The UK’s National Health Service is reshuffling its priorities, and you go to the bottom of the list:
Obese people will be routinely refused operations across the NHS, health service bosses have warned, after one authority said it would limit procedures on an unprecedented scale.
Hospital leaders in North Yorkshire said that patients with a body mass index (BMI) of 30 or above — as well as smokers — will be barred from most surgery for up to a year amid increasingly desperate measures to plug a funding black hole.

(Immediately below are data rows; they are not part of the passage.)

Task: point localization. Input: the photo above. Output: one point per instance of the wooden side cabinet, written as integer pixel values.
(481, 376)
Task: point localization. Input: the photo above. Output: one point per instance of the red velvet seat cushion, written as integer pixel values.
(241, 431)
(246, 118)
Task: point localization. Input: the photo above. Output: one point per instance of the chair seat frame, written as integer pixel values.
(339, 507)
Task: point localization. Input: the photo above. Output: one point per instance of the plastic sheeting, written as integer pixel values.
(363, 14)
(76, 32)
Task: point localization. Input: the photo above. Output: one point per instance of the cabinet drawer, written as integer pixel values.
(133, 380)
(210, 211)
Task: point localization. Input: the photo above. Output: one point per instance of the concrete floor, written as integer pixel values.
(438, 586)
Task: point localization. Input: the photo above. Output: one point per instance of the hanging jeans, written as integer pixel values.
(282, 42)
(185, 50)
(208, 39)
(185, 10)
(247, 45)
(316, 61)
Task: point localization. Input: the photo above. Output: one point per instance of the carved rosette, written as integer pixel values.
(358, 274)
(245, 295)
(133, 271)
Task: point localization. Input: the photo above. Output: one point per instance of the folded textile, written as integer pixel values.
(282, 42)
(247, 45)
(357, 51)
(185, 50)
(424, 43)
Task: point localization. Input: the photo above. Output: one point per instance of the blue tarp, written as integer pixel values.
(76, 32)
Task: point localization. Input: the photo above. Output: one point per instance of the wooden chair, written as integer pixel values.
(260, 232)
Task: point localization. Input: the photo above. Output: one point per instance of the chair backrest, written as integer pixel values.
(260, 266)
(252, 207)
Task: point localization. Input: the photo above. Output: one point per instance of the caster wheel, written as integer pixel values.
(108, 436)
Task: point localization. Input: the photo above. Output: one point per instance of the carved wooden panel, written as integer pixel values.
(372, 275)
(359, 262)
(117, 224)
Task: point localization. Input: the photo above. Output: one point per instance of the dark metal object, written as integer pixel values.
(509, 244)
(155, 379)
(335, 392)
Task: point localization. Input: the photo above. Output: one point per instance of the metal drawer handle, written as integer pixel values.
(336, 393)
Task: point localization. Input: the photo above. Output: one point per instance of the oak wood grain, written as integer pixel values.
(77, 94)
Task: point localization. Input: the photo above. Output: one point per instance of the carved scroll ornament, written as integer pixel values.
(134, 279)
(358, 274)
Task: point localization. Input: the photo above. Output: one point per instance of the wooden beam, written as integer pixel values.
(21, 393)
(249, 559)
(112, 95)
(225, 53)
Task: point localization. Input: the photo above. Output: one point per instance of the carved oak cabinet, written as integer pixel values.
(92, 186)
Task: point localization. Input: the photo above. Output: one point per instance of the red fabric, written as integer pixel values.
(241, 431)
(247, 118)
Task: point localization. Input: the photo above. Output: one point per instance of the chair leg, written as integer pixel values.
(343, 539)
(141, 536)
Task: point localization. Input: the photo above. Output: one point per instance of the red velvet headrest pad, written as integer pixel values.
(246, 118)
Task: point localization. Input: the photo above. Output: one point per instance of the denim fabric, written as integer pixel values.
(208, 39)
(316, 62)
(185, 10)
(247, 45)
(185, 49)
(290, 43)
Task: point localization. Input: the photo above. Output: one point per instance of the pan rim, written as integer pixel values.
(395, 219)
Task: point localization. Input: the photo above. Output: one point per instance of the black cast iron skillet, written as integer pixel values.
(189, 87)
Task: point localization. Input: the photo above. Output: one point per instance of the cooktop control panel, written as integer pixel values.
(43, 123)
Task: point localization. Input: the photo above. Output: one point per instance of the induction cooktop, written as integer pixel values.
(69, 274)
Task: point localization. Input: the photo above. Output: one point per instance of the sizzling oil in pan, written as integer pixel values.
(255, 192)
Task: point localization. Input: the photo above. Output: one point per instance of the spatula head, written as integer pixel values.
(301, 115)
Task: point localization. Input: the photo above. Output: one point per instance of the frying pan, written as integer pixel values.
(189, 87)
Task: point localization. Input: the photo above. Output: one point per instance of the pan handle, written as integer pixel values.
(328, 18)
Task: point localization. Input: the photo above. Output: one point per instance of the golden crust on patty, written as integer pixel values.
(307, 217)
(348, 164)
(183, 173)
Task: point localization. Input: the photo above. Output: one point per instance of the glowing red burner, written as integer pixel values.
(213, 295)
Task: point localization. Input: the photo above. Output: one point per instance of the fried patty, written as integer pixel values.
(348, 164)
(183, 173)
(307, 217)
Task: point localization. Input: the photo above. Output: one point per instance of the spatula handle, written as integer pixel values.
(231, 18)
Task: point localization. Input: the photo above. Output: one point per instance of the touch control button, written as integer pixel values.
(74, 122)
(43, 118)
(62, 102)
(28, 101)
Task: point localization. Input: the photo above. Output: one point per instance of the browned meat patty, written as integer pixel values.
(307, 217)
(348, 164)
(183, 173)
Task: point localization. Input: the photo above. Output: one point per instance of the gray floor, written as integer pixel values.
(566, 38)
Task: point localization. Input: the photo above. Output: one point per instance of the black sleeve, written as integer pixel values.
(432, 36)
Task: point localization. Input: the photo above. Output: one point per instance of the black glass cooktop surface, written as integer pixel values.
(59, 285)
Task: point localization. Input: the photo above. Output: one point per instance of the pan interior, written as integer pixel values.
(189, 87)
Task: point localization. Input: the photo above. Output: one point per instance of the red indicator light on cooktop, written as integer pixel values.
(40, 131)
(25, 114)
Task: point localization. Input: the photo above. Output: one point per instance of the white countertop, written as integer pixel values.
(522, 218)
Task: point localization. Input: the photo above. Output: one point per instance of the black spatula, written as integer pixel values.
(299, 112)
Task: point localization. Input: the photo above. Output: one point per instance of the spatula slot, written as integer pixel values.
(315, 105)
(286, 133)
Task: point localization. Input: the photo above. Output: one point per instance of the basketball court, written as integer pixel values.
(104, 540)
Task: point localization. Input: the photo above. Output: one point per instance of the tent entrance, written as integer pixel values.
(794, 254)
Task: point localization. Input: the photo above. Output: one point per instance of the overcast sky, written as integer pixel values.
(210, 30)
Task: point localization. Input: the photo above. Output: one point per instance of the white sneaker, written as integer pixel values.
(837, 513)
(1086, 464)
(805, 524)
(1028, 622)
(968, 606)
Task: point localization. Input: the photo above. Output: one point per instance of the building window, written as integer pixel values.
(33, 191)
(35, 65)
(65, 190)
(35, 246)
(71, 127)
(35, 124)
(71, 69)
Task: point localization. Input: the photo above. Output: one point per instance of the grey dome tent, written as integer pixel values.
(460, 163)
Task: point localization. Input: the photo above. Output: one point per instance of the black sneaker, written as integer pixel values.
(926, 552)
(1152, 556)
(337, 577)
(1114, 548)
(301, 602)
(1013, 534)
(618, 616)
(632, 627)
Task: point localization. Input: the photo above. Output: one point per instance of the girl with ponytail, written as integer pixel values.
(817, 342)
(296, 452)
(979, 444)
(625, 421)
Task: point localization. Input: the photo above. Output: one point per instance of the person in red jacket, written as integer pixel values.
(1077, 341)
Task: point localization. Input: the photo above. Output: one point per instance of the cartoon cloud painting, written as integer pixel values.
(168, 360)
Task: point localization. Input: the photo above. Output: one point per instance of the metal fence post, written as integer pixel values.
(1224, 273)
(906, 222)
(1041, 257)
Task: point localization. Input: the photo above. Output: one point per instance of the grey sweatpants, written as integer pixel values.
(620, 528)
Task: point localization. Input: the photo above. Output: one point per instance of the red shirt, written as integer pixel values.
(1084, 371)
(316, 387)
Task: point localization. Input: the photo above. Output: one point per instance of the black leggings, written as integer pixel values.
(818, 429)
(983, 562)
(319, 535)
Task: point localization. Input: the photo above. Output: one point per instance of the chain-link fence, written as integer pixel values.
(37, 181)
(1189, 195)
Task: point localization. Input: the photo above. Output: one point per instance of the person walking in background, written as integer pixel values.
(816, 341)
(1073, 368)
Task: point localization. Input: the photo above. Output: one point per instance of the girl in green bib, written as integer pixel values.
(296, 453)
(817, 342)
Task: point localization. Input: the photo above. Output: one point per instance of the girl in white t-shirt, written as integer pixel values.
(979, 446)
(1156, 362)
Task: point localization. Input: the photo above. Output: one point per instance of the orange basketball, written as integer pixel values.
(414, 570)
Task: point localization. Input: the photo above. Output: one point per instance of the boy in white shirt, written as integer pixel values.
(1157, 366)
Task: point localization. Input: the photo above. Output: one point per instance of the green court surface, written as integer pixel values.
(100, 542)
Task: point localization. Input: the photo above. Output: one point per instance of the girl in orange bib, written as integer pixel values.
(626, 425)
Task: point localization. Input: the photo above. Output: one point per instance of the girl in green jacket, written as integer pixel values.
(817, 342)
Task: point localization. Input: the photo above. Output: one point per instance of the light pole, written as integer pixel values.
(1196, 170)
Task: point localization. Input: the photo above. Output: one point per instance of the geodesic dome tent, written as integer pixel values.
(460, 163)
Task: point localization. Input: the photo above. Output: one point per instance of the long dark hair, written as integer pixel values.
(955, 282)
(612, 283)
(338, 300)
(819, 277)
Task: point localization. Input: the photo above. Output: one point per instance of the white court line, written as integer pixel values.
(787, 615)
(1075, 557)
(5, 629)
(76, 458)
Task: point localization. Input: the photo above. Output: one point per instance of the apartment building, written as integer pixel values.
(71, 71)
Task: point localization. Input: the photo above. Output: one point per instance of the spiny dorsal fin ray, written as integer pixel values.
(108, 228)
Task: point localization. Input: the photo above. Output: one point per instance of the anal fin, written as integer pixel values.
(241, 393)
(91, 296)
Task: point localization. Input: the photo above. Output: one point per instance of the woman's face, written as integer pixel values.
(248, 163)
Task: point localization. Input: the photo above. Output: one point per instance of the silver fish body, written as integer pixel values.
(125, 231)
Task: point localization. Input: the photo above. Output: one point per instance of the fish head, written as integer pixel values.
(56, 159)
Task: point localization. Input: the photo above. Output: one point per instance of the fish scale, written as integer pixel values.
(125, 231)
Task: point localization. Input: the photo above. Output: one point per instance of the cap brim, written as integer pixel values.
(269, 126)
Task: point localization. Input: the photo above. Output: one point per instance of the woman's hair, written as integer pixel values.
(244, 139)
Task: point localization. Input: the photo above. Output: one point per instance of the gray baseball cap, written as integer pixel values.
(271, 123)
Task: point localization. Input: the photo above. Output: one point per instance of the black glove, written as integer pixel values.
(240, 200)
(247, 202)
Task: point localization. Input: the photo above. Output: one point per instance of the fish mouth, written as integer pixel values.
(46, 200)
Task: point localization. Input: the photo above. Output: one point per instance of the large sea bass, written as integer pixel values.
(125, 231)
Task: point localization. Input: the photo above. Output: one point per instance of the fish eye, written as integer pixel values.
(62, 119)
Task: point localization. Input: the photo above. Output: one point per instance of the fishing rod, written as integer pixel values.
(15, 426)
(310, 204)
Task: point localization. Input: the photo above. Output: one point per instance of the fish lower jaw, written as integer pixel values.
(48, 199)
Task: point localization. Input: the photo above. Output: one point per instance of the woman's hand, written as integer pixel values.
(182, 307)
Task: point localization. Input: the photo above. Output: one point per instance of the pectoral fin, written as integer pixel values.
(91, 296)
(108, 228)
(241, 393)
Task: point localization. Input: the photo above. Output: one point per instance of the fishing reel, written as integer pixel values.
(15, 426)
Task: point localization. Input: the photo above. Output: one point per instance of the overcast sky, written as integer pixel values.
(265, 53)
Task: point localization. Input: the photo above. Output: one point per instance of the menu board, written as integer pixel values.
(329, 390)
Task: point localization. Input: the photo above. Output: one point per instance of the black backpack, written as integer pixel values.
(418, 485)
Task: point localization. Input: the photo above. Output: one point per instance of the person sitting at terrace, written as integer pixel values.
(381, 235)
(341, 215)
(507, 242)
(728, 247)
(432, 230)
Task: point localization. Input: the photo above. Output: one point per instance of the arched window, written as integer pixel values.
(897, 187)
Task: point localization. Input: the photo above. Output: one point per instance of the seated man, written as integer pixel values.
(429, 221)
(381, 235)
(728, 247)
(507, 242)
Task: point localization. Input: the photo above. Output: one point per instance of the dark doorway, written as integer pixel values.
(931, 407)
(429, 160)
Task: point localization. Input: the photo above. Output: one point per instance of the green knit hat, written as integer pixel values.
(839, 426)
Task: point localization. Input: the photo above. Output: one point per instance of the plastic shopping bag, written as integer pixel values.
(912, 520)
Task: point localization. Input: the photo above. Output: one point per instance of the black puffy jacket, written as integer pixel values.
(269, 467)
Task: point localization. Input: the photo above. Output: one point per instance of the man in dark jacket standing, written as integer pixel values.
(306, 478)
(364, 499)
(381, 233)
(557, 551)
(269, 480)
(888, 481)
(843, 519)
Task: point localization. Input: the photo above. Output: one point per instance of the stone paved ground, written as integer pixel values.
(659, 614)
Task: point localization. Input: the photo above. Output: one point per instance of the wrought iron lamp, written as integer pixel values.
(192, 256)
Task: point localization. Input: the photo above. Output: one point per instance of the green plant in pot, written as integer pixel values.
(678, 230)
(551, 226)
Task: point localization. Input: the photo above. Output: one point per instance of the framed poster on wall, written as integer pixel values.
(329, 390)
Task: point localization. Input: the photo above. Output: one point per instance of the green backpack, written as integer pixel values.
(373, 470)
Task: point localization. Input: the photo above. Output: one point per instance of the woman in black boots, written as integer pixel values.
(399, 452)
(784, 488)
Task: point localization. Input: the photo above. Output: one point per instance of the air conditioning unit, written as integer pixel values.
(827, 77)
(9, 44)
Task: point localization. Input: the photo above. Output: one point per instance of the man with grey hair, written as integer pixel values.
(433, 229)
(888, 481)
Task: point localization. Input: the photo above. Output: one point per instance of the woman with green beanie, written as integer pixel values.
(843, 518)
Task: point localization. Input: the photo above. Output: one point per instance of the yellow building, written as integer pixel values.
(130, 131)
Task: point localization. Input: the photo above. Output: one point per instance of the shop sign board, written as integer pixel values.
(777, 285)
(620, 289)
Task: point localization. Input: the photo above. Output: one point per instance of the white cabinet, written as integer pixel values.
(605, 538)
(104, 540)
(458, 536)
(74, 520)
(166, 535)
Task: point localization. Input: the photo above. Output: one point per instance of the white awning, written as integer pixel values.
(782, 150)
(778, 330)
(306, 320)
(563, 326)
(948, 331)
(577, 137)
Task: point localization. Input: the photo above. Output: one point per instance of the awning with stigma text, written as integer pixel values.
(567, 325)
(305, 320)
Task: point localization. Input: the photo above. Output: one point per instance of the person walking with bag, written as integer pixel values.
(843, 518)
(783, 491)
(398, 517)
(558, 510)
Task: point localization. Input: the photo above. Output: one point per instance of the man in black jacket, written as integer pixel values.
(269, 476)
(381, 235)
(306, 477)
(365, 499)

The restrictions will apply to standard hip and knee operations.
The decision, described by the Royal College of Surgeons as the “most severe the modern NHS has ever seen”, led to warnings that other trusts will soon be forced to follow suit and rationing will become the norm if the current funding crisis continues.
Which, of course, it will:
The restrictions echo others made by health bosses in Hertfordshire, the North West and London in the past two years, where blanket referral bans were imposed on patients on the basis of their weight.
Last month St Helens CCG in Merseyside said it was considering temporarily suspending all non-essential hospital referrals by GPs because of financial concerns.
Reports of rationing have emerged after NHS England admitted in May that its provider sector overspent by £2.45 billion in 2015-16, more than a threefold increase on the previous year.
The figure, which was described as conservative by think-tanks, prompted some hospital chief executives to question the future viability of free universal healthcare.
What are the chances Her Majesty’s Government will abandon the effort? Pretty close to nil.